Oleh : Wida Puspitosari
SuaraKita.org – Isu keberagaman seksualitas akhir-akhir ini semakin hangat diperbincangkan khalayak. Beragam pendapat muncul sebagai reaksi atas fenomena yang tidak sedikit orang menyebutnya tabu. Melihat apa yang terjadi dewasa ini, bertempat di GRHA Oikoumene, Salemba, Persekutuan Gereja-Gereja Indonesia (PGI) pada Kamis (26/5) mengadakan diskusi dengan agenda mendengarkan pendapat pakar terkait orientasi seksual dan LGBT. Acara ini dimaksudkan untuk menambah wawasan dan pencerahan bagi para pimpinan PGI mengenai isu LGBT, baik dari tinjauan, psikologis, teologis, maupun praktisi LGBT.
Pada sesi pertama, Hartoyo (Suara Kita) berkesempatan memaparkan situasi dan gerakan LGBTIQ+ di Indonesia. Menurutnya, pengetahuan masyarakat tentang seksualitas pada saat ini masih cenderung terpusat pada situasi yang biner, dimana identifikasi seksualitas hanya ditentukan oleh dua jenis kelamin, yakni laki-laki dan perempuan.
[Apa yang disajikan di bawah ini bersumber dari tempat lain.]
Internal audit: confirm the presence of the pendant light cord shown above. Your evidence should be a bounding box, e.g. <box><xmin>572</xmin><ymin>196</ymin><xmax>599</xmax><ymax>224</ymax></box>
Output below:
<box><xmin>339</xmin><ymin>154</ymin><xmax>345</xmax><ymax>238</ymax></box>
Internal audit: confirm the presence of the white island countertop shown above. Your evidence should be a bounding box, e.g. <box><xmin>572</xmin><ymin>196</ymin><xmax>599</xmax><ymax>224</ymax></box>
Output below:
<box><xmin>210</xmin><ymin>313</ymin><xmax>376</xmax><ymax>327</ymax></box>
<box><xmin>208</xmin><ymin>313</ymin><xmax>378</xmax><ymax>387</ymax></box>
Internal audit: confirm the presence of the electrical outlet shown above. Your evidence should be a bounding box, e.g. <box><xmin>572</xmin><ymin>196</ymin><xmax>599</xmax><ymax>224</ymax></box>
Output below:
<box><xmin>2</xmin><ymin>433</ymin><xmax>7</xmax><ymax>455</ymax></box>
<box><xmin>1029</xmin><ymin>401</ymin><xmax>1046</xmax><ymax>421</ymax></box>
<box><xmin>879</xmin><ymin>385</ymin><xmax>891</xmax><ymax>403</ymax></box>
Disamping itu, miskonsepsi terkait perilaku seksual dan orientasi seksual sering menjadikan LGBTIQ+ sebagai bahan olok-olok. Efek negatif atas miskonsepsi tersebut kemudian melahirkan kondisi yang secara sengaja menaruh LGBTIQ+ sebagai sekelompok orang dengan kelainan seksual dan kecenderungan sebagai pedofilia. Hal ini, tambah Hartoyo patut didefinisikan ulang guna menghindari tindakan diskriminasi yang lebih jauh lagi.
Agak berbeda dengan cara pandang Hartoyo, pendapat dr. Lahargo Kembaren Sp.KJ (psikiater) yang didasarkan pada Surat Pernyataan Sikap Pengurus Pusat Perhimpunan Dokter Spesialis Kedokteran Jiwa Indonesia yang dikeluarkan pada 19 Pebruari 2016, menunjukkan jika LGBTIQ+ bukan lagi termasuk dalam penyakit jiwa kecuali transeksual yang digolongkan sebagai Orang Dengan Gangguan Jiwa (ODGJ). Kendati demikian, hal yang menjadi dasar perhatian bagi permasalahan ini adalah munculnya ancaman-ancaman serius yang dapat menimpa kelompok LGBTIQ+ berupa stigma, perasaan depresi, bullying, perilaku seksual berisiko bunuh diri dan lain-lain.
Dukungan lembaga agama, dalam hal ini PGI, menurut Hartoyo memiliki peran yang cukup penting dalam memberikan advokasi pada korban kekerasan atas nama orientasi seksual melalui tafsir-tafsir ulang teks-teks yang berkaitan dengan homoseksual dengan menempatkan manusia setara di depan Tuhan tanpa perlu menghakimi, memberikan pendidikan keberagaman seksualitas pada pemimpin agama, mengembangkan shelter-shelter bagi kelompok LGBTIQ+ yang mengalami kekerasan oleh keluarga dan membangun jaringan antar umat beragama untuk tidak melakukan diskriminasi.
Di akhir acara, diskusi ini ditutup oleh diskusi panjang yang diikuti oleh pendeta-pendeta dan utusan gereje-gereja seluruh Indonesia. Beberapa pendapat dan kritik rupanya banyak dilayangkan kepada kajian ilmu kejiwaan yang secara sepihak kerap kali mendefinisikan penyakit jiwa seseorang. Disamping itu, PGI juga sepakat untuk menggalang gerakan perdamaian anti kekerasan dan anti diskriminasi sebagai gerakan lintas isu, baik secara kelompok maupun masyarakat sipil.